Пётр пролежал с полчаса на высоком и твердом подобии кровати, тоскливо поглядывая на полку с недопитыми микстурами, на бескиотную троеручицу в паучином углу; потом поднялся и пошел к отцу. Тот не спал и, лежа на спине, глядел в потолок немигающими глазами.

– Папаша, – тихо сказал Пётр, – я поговорить хочу…

– Эх, да потом, потом! – чуть не хныча, зашевелился отец. – Жалости в вас нету. Сходи вот лучше в подвал, ребята туда убежали. Не наделали бы чего над собой…

– Это в картофельный?.. – покорно спросил Пётр, отходя от отца.

– Да. Спать зови.

Дверь не сразу выводила в подвал.
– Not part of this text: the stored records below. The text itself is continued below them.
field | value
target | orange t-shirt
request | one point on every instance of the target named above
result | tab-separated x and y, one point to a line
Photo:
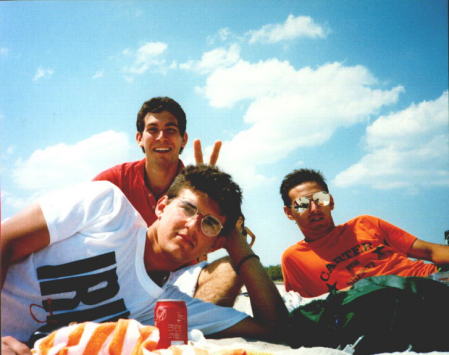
362	247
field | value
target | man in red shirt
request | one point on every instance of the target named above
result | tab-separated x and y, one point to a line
335	257
161	134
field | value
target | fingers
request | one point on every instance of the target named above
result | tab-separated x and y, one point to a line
197	151
215	152
251	235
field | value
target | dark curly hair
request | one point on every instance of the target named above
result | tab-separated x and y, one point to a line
217	184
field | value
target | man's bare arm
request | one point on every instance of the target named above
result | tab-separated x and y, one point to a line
218	283
436	253
199	153
21	235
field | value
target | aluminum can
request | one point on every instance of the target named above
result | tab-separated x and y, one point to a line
170	318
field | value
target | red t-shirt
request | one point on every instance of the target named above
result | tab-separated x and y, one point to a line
362	247
130	178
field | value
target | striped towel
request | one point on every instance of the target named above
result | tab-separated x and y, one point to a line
124	337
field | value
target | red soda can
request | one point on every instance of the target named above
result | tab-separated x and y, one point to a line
170	317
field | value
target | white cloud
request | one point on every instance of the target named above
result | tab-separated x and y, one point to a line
62	164
290	108
216	58
293	27
99	74
145	57
222	35
404	149
42	73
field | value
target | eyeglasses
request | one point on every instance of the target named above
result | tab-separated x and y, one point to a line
302	204
210	226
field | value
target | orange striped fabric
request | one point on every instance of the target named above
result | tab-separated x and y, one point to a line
124	337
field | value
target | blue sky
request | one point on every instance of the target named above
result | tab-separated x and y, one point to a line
356	89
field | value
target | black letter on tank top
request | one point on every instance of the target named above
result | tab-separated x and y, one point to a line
91	289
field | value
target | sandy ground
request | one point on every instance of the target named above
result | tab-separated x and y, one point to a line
262	348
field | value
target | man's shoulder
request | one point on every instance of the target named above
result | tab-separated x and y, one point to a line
298	247
362	219
120	172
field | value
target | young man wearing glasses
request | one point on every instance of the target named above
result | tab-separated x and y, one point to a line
85	254
335	257
161	134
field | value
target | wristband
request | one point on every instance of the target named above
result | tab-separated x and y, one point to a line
240	263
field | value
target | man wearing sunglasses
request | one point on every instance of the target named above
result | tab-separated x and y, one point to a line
85	254
161	134
335	257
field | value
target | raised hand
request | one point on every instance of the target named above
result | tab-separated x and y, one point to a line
199	153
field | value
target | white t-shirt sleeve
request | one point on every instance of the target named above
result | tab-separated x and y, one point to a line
71	210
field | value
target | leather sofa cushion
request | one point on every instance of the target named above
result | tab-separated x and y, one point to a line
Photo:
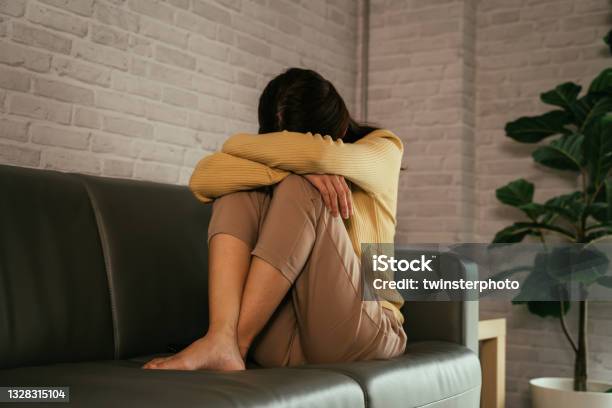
443	373
54	297
123	383
154	240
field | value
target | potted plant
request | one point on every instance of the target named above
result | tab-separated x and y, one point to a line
582	144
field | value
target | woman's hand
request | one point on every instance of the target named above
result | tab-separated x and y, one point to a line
335	191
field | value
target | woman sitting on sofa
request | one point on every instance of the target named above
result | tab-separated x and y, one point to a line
285	280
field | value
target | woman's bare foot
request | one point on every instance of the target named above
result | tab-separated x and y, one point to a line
211	352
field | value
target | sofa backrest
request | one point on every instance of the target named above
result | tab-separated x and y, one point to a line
96	268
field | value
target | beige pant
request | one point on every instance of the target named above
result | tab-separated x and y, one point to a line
323	319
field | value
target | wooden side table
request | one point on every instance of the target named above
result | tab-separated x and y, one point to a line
492	338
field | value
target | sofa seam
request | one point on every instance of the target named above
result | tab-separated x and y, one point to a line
107	263
449	397
366	395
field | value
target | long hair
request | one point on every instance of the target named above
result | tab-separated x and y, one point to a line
301	100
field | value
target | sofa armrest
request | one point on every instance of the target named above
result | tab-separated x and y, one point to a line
453	321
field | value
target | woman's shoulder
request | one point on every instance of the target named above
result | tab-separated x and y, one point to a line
384	136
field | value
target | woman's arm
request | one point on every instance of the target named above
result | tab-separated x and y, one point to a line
368	162
220	173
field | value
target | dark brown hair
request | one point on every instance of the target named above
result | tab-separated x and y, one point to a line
301	100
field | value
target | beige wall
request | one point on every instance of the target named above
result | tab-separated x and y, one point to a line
144	88
421	86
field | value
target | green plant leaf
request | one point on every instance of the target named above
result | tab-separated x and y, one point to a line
563	95
608	40
602	82
532	129
600	107
564	153
598	149
605	281
534	210
599	211
516	193
570	205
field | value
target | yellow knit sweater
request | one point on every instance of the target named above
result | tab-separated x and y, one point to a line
371	164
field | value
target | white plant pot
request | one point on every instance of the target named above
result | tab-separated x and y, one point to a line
559	393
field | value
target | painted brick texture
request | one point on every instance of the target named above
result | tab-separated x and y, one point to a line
447	75
144	88
525	48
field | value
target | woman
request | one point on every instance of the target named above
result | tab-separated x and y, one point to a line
284	272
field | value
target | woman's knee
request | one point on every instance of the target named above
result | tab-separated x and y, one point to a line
297	188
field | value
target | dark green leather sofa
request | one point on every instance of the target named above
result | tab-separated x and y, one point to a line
97	275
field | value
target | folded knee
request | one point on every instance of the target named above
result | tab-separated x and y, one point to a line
297	187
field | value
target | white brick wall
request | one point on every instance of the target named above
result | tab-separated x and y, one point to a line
144	88
524	48
447	75
421	86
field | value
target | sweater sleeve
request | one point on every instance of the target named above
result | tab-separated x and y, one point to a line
220	173
371	163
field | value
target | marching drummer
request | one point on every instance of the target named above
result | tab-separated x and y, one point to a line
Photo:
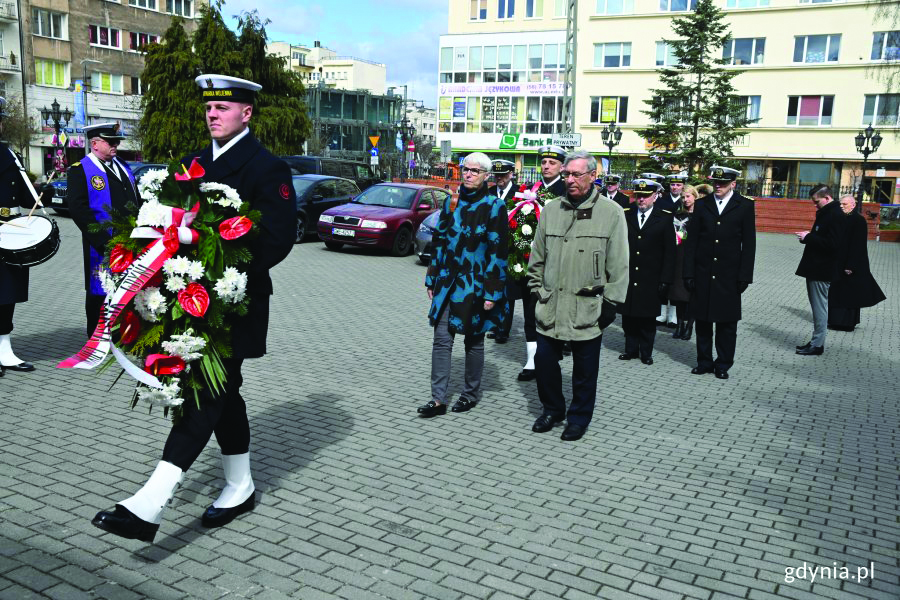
99	181
13	280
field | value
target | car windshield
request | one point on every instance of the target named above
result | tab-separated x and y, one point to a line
387	195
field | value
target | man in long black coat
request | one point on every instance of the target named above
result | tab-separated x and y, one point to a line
237	159
718	267
651	267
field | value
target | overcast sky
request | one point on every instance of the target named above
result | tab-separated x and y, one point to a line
403	34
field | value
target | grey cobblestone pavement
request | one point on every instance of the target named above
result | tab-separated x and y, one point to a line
683	487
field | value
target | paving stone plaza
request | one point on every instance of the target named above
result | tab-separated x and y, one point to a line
683	487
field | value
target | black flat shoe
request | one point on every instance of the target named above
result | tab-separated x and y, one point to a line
573	432
463	404
23	367
432	409
527	375
216	517
124	523
545	423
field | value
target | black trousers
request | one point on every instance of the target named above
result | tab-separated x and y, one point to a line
6	312
519	290
640	333
585	368
726	340
225	415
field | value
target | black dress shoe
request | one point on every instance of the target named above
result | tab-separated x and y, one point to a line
216	517
463	404
527	375
573	432
811	351
432	409
124	523
24	367
545	423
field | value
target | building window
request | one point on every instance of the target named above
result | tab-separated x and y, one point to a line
610	56
106	82
747	3
810	111
886	45
665	55
882	109
677	5
744	51
615	7
182	8
48	24
609	109
816	48
478	10
51	73
138	40
108	37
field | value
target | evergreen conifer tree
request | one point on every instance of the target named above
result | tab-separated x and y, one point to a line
696	115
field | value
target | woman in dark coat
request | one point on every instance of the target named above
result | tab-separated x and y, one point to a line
678	294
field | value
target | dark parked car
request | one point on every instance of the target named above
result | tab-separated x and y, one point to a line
316	193
384	216
358	172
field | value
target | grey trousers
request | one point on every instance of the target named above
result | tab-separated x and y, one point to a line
818	300
442	350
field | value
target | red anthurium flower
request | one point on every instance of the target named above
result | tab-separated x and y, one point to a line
170	239
194	299
194	172
163	364
129	327
235	227
120	258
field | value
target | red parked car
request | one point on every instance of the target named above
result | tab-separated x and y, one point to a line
384	215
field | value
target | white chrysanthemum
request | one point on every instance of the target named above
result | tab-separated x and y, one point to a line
222	194
153	214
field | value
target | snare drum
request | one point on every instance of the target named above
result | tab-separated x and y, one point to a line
28	241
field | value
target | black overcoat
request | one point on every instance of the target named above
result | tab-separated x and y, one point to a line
13	280
823	244
720	252
651	261
265	182
859	289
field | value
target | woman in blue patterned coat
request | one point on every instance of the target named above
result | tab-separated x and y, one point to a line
465	282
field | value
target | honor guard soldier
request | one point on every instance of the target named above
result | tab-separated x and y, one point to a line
13	279
503	171
95	184
718	266
651	268
237	159
551	159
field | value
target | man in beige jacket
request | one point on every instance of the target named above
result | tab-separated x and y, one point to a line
579	272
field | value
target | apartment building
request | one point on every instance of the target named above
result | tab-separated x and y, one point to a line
810	81
87	56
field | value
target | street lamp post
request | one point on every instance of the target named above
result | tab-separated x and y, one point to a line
867	142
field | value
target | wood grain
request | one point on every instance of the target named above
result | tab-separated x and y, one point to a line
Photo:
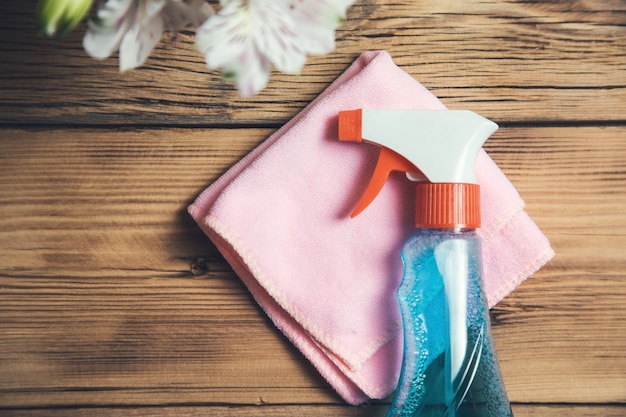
512	61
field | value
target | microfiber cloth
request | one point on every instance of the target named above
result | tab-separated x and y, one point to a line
280	217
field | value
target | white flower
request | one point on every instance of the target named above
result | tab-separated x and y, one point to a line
61	16
135	26
246	37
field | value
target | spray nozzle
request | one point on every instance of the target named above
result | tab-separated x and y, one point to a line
441	144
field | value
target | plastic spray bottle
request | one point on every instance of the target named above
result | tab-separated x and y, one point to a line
449	366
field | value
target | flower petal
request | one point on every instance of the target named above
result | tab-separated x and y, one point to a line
222	38
139	42
276	35
317	21
179	15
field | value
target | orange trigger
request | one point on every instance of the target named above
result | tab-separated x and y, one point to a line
388	161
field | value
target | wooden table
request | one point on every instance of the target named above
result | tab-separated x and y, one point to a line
113	303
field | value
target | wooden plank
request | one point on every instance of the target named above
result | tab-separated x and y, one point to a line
543	62
375	410
109	295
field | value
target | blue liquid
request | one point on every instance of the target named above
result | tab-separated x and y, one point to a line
450	367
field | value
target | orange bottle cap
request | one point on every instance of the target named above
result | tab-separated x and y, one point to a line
447	205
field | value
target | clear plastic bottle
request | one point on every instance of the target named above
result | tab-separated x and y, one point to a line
450	367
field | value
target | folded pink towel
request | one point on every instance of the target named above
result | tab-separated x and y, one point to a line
280	217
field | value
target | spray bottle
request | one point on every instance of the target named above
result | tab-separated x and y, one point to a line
449	366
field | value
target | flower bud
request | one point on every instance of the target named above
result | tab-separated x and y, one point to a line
61	16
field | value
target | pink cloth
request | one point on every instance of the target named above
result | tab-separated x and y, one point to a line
280	217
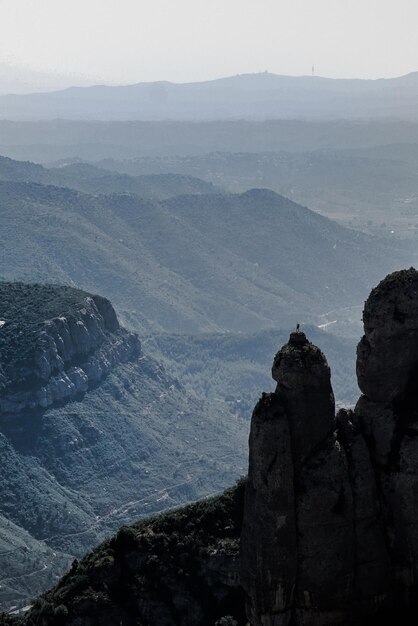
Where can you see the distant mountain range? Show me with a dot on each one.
(17, 79)
(190, 263)
(247, 96)
(93, 434)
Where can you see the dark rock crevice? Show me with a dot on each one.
(352, 492)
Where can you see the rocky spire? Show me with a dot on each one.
(297, 539)
(387, 371)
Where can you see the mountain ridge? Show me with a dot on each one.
(246, 96)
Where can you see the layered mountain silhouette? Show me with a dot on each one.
(246, 96)
(205, 262)
(323, 530)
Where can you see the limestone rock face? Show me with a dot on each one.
(330, 530)
(387, 369)
(70, 353)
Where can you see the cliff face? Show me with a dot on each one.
(330, 528)
(48, 361)
(94, 434)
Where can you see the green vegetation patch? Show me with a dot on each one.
(23, 310)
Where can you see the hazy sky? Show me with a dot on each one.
(182, 40)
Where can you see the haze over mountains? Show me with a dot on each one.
(211, 239)
(202, 262)
(246, 96)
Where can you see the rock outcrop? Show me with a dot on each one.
(64, 355)
(330, 530)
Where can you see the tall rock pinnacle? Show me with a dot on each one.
(297, 538)
(387, 371)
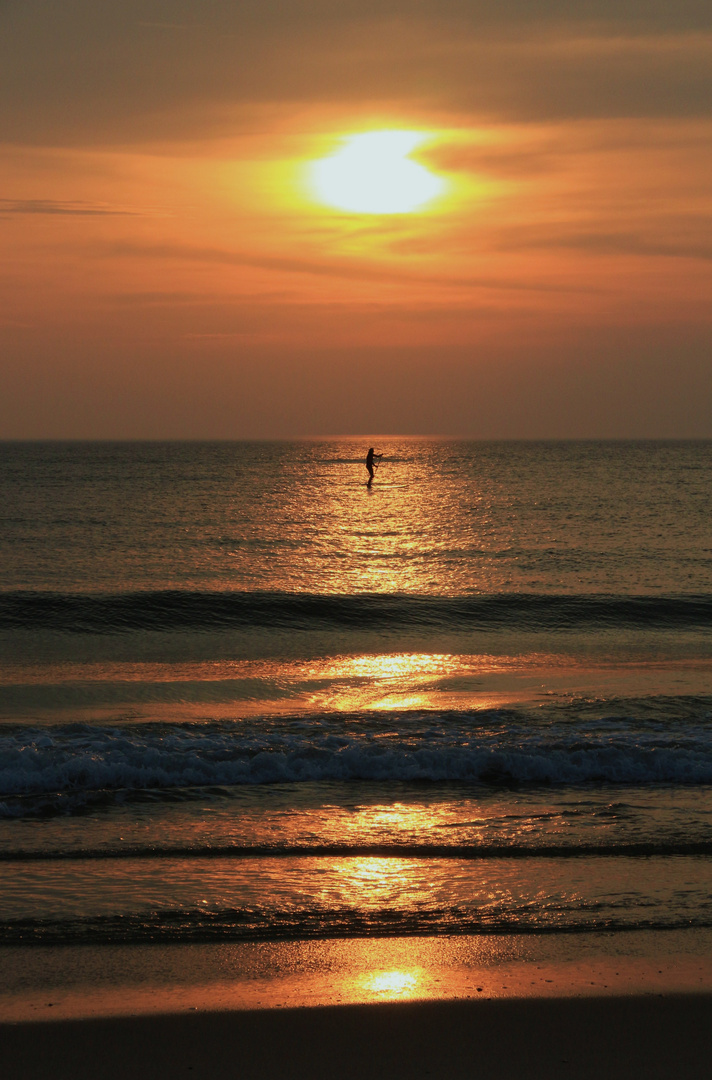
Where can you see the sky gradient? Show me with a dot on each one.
(166, 269)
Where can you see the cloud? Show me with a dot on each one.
(54, 206)
(346, 268)
(101, 72)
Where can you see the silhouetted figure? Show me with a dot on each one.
(370, 464)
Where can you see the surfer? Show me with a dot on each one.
(370, 464)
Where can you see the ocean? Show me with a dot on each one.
(244, 698)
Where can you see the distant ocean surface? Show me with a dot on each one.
(245, 698)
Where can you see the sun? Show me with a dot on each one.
(373, 173)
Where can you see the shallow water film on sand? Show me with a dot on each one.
(243, 697)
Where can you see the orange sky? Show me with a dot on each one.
(166, 270)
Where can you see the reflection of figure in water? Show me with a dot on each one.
(370, 464)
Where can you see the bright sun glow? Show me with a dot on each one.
(374, 174)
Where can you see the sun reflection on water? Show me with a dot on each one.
(391, 984)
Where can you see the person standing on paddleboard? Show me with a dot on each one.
(370, 464)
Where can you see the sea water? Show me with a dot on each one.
(245, 698)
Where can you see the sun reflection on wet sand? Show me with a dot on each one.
(392, 985)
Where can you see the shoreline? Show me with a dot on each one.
(620, 1038)
(92, 982)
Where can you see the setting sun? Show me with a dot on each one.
(374, 174)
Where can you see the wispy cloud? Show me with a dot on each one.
(55, 206)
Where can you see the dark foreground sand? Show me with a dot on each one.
(604, 1038)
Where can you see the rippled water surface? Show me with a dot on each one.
(244, 697)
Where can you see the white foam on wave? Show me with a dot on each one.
(74, 760)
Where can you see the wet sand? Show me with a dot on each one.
(604, 1038)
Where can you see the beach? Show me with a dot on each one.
(325, 781)
(424, 1008)
(621, 1037)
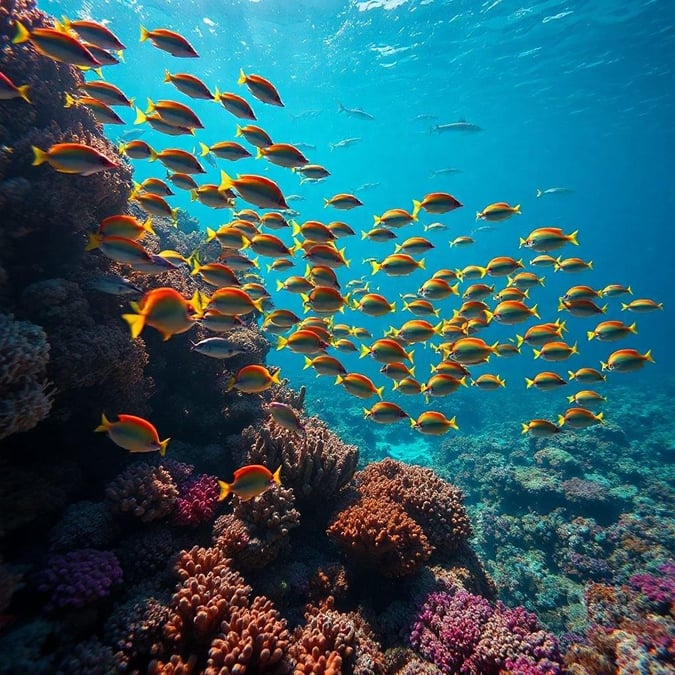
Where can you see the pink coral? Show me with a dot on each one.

Сперва – сенцы, налево – выход в лавку, направо – четыре темные ступеньки. По ним, знакомо-скользким, прощупывая темноту недоверчивой ногой, спустился Пётр. Последняя, подгнившая, треснула.

Пётр зажег спичку и толкнул низкую дверцу. Спичка потухла, из подвального мрака тянуло плотным теплым ветерком: картофель. Пётр вошел, дверца за ним запахнулась сама. Когда отворял дверь, откуда-то из глубины мрака послышался глухой всхлип. Теперь там стояло совершенное безмолвие.

– Ты кто? – как-то ломко прозвучал Сенин голос и прервался. – Это вот Пашка тебя звал!..

Пётр прислушался. Мрак молчал. Пётр переступил с ноги на ногу, хрустнула раздавленная картофелина.

– Брось, Сенька. Ну, хочешь, я картофелиной в него запущу, – сказала темнота простуженным Пашкиным голосом.

– Ну конечно! – с горячей убедительностью заспешил Пётр. – Что с вами, мальчики? Ведь этого же, что вы подумали, не существует на свете! Вам наговорили глупцы, которые сами ничего не знают. Ну, глядите. Видите, кто я? – Он вспомнил про спички, достал коробок и, с огнем в вытянутой руке, сделал шаг вперед. – Я Пётр Зосимыч, ваш товарищ, Пётр. Я проведать вас пришел…

Спичка горела неровно, задыхаясь в подвальной духоте, тухла.

– Подсматривать пришел, не воруем ли…

– И совсем не подсматривать, – вспыхнул Пётр. – Зачем ты сказал неправду? Это нехорошо. Ты еще мальчик, я старше тебя.

– Хорош мальчик! Уж оброки за отца с матерью платим! – усмехнулся мрак. – В Сибири уж плодятся такие, сам твой отец говорил.